A patent with a patent publication number of CN101493918A discloses a music infringing method, which specifically comprises the following steps:
the invention relates to an online music piracy monitoring method and a system, which sequentially comprise the following steps: the audio fingerprint extraction module acquires an audio download address from the Internet: the audio fingerprint extraction module reads an audio file from the audio download address, and the audio file is processed to obtain an audio fingerprint: the monitoring analysis module compares the audio fingerprint with the audio fingerprint of the genuine audio file: if the comparison result is larger than the set wide value, the infringement positioning module further acquires the information of the suspected infringement person and sends out a warning to the suspected infringement person. Compared with the prior art, the invention has the technical effects that: through the technical means of network spiders, audio fingerprint extraction, feature code extraction and the like, the network digital music resources are effectively monitored, and the evidence and the warning of the infringement behavior are obtained, so that the whole process is automatic, the cost is greatly saved, the time is saved, and the timeliness of the right maintenance is ensured.
Although the above patent can judge the music infringement, the accuracy and performance of infringement detection cannot be guaranteed.
Disclosure of Invention
In order to solve the problems, the invention provides a music infringement detection method which can greatly improve the accuracy and performance of infringement detection based on deep learning on the basis of judging infringement.
The technical scheme of the invention is as follows:
a music infringement detection method comprises the following steps:
s1: carrying out short-time Fourier transform on music in a music library to obtain a frequency spectrum signal;
s2: performing dynamic resolution compression on the frequency spectrum signal;
s3: calculating an extreme point of each frequency band interval according to the compressed frequency spectrum signal;
s4: filtering the extreme points, and subtracting every two extreme points to obtain music vectors of the music library;
s5: compressing music vectors of a music library into int32 according to bits;
s6: repeating the steps S1-S5 aiming at all music in the music library, constructing a hash table by taking int32 as Key and music ID as Value, wherein the music ID progressively marks each piece of music according to the time sequence of the music entering the music library;
s7: inputting training audio, acquiring a frequency spectrum signal of the training audio by using short-time Fourier transform, repeating the steps S2-S5, acquiring training music vectors, colliding with a hash table containing all music library music vectors, sequencing according to the time of collision, calculating the Euclidean distance between the two vectors, and normalizing to obtain infringement probability;
s8: inputting a test audio, acquiring a frequency spectrum signal of the test audio by using short-time Fourier transform, repeating the steps S2-S5, acquiring a test music vector, colliding with a hash table containing all music library music vectors, sequencing according to the time of collision, calculating the Euclidean distance between the two vectors, and normalizing to obtain the infringement probability.

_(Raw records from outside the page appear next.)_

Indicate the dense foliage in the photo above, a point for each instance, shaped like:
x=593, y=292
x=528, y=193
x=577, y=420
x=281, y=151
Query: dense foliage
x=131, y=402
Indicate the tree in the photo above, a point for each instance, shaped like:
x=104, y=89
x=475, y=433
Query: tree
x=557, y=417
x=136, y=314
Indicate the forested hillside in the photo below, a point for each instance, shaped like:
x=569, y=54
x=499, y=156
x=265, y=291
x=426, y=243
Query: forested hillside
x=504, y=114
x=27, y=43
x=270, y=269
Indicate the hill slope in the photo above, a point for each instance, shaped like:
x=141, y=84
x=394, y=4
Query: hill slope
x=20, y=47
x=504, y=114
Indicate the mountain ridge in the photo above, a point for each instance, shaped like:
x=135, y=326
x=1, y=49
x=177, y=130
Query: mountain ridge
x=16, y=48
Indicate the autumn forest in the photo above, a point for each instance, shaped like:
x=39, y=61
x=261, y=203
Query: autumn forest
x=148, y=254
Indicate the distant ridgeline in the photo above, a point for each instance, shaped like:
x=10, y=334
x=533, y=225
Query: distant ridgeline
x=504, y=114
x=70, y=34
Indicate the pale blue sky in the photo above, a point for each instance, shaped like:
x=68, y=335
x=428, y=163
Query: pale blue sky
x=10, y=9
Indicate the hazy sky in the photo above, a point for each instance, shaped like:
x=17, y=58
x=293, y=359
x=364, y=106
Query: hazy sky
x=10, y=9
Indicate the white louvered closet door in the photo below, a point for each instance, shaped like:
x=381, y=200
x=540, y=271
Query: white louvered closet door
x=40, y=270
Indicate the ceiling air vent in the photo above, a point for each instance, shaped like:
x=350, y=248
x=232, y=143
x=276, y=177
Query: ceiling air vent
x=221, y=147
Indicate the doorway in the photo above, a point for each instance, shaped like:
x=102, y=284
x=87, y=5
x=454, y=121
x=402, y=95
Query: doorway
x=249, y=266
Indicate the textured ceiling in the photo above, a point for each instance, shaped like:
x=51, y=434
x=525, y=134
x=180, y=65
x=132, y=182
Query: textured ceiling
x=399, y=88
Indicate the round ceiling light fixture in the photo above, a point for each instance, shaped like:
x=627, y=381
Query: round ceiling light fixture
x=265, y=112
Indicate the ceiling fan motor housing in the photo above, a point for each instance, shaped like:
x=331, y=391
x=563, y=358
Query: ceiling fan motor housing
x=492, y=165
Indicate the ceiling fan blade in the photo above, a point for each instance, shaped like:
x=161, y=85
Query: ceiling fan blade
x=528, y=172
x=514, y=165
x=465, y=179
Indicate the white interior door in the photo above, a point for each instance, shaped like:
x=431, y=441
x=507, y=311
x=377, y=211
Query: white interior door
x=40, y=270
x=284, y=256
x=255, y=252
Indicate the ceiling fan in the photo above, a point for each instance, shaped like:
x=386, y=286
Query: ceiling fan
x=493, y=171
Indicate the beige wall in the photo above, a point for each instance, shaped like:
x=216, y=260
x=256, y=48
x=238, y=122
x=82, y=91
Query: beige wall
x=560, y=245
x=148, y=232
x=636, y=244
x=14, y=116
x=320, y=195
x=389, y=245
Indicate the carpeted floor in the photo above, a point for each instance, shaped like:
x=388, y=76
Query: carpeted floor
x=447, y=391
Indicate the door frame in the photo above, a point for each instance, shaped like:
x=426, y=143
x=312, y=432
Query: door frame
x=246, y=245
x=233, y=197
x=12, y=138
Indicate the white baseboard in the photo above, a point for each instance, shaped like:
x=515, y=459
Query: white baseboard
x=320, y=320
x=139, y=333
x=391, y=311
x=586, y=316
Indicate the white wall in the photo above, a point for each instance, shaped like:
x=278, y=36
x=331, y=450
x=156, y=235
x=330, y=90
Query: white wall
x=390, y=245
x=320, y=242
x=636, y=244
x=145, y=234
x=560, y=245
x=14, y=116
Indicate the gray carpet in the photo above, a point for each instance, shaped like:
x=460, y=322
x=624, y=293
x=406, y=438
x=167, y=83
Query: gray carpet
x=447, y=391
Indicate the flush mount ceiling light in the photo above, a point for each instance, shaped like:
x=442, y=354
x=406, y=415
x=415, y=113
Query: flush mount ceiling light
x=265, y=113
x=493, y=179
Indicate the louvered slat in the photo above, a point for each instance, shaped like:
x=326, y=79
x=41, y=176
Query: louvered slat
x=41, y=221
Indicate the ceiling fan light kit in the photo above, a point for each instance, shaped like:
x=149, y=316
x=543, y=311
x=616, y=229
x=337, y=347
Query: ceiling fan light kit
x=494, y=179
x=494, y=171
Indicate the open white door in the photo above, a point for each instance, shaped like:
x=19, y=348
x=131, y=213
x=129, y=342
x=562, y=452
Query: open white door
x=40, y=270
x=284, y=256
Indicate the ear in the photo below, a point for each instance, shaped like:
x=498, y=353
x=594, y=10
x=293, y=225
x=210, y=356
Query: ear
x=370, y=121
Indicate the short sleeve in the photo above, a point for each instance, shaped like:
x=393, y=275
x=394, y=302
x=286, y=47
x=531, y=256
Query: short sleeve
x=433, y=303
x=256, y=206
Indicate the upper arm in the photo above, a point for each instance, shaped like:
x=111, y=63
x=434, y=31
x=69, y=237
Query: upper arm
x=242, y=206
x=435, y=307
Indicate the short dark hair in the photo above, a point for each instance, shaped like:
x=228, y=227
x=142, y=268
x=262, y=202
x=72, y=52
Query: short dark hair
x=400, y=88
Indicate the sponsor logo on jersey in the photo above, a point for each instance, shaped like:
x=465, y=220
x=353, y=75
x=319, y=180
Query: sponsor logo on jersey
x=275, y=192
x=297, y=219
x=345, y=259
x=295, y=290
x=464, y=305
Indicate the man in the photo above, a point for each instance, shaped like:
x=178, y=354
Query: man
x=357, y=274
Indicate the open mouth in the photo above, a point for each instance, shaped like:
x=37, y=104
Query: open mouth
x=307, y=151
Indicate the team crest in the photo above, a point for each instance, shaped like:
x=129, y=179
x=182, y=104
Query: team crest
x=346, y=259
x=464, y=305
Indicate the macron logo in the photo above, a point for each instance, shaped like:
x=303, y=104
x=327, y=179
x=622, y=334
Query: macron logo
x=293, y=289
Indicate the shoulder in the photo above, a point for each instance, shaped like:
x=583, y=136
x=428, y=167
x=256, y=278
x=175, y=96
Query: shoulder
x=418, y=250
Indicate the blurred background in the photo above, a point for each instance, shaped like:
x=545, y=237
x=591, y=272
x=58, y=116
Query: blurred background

Preferably, the specific process of the dynamic resolution compression in step S2 is as follows:
s2.1: forming a spectrogram by using the input Fourier transformed spectrum signal;
s2.2: vertically and uniformly dividing the spectrogram into a plurality of regions;
s2.3: performing feature extraction on the region in the step S2.2 through a convolutional neural network;
s2.4: judging whether the region belongs to useful features or not, and rejecting partial regions not containing the useful features;
s2.5: and splicing the rest regions into a new spectrogram again.
Preferably, the convolutional neural network comprises six convolutional layers and three fully-connected layers, the convolutional layers comprise eight 1 × 1 convolutional kernels, two layers of the fully-connected layers comprise 1024 neurons, and one layer comprises 2 neurons.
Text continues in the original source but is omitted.